5.4.14 Methylene Blue Capacity
The testing of the Methylene Blue Content will enable the mud engineer to determine the Cation Exchange Capacity of the mud and hence the clay content. Clays have a detrimental effect upon most drilling fluids and often effect rheology directly. The dispersion into the drilling fluid of the clays is lost sample to Wellsite Geologist. This formation is lost in the fluid phase of the drilling fluid and is eventually dumped in the dilution volume. Changes (particularly increases) in this value should be noted to ensure that the Wellsite Geologist is aware of its volume. CEC values of 20 to 25 are considered to be maxima in low solids drilling fluid systems.
5.4.15 pH
A battery of alkalinity testing is performed. Many chemicals operate within narrow pH bands and many are destroyed outside these fine ranges. The pH will affect performance and stability of many chemicals. Modern drilling fluids are generally run with low pH values by traditional standards. PHPA (Partially Hydrolysed Polyacrylamide), a powerful and common shale encapsulator, is extremely sensitive to increases in pH above 9.5 and a value of 10.0 will totally destroy the polymer. A low pH will lead to increases in steel corrosion. The Wellsite Geologist should be aware that corrosion additives may be added to the fluid that may be seen in their samples or will appear in subsequent laboratory testing. All corrosion additives (and other occasional additives) do not always appear on the drilling fluid report form.
5.4.16 Alkalinity (Pm Pf Mf)
Alkalinity testing is conducted on the drilling fluid in addition to straight pH testing. While the drilling fluid may have sufficient alkalinity the hydroxyl blend may not be in acceptable ratios.
Interpretation of results will alert the Mud Engineer to potential carbonate and bicarbonate contamination. Contamination can be the result of drilling soft cement, incorrect chemical additions or formation contamination. The Pf/Mf ratio should be closely monitored. As carbonate contamination is experienced the Mf value will increase, possibly up to 5 times the Pf in extreme cases. Alkalinity results should be evaluated in conjunction with the 10 minute gel, which will also indicate progressive gels in carbonate/bicarbonate environments.
5.4.17 Chloride
The chloride test is very significant in areas where salt can contaminate the drilling fluid. The salt may come from make up water, salt stringers or from salt water flows. Many drilling fluids being built in Australia use sea water in their make up. KCl is added in 90% of the wells drilled in the country to control swelling shales with its additional chloride burden. Sea water muds will typically run with chloride levels of 25k to 30k. Additions of KCl are gradually being reduced to ensure that the drilling fluid conforms to environmental needs. Chloride is an extremely aggressive ion and while the bulk of chemical additives now in use are salt tolerant, almost all will suffer a loss of performance to one degree or another as the chloride concentration increases.
5.4.18 Total Hardness
Water containing large amounts of dissolved calcium and magnesium salts is referred to as hard water. Many wells are drilled with hard water that is often pre-treated by the engineer before using. Drilling clays have low yields when mixed in hard waters. The harder the water the more bentonite that is required to make a satisfactory mud. Calcium can be picked up when drilling
cement or sections of limey shale. Drilling anhydrite will also result in eventual contamination of the drilling fluid system. Many chemical additives are hardness sensitive. PHPA muds are destroyed in the presence of calcium and calcium levels should never exceed 2000 ppm.

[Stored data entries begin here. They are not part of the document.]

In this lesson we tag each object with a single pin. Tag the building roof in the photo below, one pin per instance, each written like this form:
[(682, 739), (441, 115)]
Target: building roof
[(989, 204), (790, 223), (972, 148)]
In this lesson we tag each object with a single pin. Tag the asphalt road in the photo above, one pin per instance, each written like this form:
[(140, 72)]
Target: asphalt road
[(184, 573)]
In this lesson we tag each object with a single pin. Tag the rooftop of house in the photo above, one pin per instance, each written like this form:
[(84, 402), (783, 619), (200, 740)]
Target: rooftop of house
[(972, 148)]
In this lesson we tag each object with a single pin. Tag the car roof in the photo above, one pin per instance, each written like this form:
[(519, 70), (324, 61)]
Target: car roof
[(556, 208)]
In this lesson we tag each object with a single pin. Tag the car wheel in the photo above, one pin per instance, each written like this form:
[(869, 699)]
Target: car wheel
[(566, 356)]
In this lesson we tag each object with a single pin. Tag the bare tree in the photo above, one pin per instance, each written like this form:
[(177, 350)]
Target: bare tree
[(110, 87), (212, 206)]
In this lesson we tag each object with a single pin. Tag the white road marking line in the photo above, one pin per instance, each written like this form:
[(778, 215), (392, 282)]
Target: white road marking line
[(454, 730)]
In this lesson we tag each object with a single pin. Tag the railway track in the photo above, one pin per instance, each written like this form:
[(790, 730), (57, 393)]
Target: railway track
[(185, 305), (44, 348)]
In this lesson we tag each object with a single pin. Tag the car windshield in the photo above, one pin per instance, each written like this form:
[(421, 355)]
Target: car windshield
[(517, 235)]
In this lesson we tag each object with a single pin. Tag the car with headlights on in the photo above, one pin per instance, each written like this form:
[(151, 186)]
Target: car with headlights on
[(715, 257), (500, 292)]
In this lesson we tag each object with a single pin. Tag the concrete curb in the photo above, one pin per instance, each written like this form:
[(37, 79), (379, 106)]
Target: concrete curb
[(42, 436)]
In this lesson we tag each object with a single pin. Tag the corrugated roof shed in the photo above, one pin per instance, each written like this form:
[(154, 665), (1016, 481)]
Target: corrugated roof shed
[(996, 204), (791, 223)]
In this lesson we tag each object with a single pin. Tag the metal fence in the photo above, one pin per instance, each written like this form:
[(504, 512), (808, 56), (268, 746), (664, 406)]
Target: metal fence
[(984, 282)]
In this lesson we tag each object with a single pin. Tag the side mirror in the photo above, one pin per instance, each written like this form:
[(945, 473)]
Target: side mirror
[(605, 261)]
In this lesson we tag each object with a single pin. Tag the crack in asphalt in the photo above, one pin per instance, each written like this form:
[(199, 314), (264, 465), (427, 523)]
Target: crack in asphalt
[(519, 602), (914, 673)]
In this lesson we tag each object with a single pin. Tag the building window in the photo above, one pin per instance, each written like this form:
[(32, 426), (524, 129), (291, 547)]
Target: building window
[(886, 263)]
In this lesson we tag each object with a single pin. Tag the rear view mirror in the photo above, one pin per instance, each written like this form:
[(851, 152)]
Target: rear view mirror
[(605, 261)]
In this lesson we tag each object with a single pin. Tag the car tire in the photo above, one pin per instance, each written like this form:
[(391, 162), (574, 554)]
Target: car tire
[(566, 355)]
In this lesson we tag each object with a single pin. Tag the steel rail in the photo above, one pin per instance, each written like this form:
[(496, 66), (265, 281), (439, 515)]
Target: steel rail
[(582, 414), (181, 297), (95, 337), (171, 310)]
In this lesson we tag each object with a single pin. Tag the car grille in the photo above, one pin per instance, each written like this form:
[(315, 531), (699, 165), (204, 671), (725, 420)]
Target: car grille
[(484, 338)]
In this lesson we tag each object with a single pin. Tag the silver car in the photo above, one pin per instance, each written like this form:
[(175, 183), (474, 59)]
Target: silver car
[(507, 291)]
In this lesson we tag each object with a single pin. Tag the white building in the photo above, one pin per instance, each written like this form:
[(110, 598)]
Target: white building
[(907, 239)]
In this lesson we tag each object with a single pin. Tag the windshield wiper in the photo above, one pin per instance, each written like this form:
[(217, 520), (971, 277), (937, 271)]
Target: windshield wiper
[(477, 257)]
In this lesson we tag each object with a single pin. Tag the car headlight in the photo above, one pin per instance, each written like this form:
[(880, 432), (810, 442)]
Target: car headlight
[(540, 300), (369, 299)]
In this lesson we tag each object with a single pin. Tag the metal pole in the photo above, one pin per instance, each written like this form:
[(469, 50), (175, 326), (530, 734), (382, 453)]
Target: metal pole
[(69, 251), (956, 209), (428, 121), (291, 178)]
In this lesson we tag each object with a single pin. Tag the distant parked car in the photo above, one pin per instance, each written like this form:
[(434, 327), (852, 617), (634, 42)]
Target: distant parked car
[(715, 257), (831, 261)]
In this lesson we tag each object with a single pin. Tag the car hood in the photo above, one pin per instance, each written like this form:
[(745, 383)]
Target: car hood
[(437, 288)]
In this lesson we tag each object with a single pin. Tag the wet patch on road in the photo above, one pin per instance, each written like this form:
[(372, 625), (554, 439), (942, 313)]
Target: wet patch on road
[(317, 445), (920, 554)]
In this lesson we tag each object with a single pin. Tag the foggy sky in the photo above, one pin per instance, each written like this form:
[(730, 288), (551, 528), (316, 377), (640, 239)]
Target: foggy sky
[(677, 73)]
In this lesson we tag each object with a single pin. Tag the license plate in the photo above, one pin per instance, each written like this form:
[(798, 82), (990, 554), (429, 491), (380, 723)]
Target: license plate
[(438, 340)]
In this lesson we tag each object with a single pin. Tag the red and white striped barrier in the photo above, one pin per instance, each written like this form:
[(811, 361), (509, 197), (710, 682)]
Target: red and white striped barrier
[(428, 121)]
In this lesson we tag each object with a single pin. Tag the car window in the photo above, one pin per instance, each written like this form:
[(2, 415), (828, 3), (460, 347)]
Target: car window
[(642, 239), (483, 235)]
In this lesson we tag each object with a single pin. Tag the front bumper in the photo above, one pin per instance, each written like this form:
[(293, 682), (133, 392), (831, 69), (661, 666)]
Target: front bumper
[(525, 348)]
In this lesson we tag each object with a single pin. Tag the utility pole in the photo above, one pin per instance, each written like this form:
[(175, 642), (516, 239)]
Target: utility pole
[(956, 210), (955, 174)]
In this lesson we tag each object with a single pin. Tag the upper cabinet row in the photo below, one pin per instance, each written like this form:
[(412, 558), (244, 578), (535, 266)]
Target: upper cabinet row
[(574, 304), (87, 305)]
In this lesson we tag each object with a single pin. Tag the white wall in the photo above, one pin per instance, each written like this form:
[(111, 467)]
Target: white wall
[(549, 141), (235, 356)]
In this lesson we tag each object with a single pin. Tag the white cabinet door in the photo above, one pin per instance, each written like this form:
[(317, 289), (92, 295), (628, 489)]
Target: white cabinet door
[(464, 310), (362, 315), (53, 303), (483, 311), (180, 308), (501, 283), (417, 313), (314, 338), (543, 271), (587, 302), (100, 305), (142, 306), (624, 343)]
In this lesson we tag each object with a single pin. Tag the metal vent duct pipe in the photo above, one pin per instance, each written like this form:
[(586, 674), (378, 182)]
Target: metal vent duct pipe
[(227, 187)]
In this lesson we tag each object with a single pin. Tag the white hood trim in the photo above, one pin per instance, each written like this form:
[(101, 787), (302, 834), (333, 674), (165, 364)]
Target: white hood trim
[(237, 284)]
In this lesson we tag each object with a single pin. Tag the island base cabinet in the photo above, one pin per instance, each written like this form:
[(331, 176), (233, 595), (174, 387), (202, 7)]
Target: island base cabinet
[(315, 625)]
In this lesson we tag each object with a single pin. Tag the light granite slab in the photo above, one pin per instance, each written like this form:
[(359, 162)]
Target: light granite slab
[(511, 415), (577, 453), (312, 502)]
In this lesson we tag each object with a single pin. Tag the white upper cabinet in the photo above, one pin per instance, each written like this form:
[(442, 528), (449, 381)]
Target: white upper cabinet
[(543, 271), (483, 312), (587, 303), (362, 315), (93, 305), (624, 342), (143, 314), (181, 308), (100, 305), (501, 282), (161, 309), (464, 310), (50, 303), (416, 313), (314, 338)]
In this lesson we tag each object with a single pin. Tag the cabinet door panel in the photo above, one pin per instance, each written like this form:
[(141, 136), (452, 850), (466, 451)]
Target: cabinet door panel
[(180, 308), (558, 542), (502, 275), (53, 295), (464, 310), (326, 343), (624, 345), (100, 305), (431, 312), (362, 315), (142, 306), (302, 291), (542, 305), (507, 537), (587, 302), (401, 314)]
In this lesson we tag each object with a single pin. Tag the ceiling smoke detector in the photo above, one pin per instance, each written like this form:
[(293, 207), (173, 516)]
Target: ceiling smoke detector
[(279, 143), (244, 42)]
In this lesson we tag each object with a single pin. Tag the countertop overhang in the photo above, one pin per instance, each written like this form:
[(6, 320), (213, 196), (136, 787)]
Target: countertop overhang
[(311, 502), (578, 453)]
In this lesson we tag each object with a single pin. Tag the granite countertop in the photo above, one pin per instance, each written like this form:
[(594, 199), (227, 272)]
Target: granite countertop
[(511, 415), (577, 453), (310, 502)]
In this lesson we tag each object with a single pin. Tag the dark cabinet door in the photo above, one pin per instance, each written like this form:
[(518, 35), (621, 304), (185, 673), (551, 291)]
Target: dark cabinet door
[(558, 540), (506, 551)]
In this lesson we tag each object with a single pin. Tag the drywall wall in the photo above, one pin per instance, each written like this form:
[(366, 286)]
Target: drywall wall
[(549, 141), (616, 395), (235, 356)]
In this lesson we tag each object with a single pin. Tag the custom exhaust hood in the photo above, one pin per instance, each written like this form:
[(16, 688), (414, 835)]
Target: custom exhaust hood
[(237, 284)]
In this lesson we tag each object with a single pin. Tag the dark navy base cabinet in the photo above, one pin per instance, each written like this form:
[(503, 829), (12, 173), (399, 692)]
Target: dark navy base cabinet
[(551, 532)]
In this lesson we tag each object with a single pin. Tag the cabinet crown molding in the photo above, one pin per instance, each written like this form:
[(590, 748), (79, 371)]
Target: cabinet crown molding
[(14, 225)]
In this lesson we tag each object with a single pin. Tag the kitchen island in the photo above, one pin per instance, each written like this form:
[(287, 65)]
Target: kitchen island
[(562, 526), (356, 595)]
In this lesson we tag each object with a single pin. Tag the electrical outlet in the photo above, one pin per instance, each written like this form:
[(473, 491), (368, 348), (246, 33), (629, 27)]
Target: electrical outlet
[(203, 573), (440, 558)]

Extensive calcium contamination will result in abnormally high water loss and high gels.
5.4.19 Additional Testing
Drilling Fluid Report Forms will contain a large range of further test results and analyses depending upon the type of system being run. Look for the additions and, as the engineer who has generated the report is on the rig, discuss with him the direct implication chemical changes to the system will have on cuttings samples.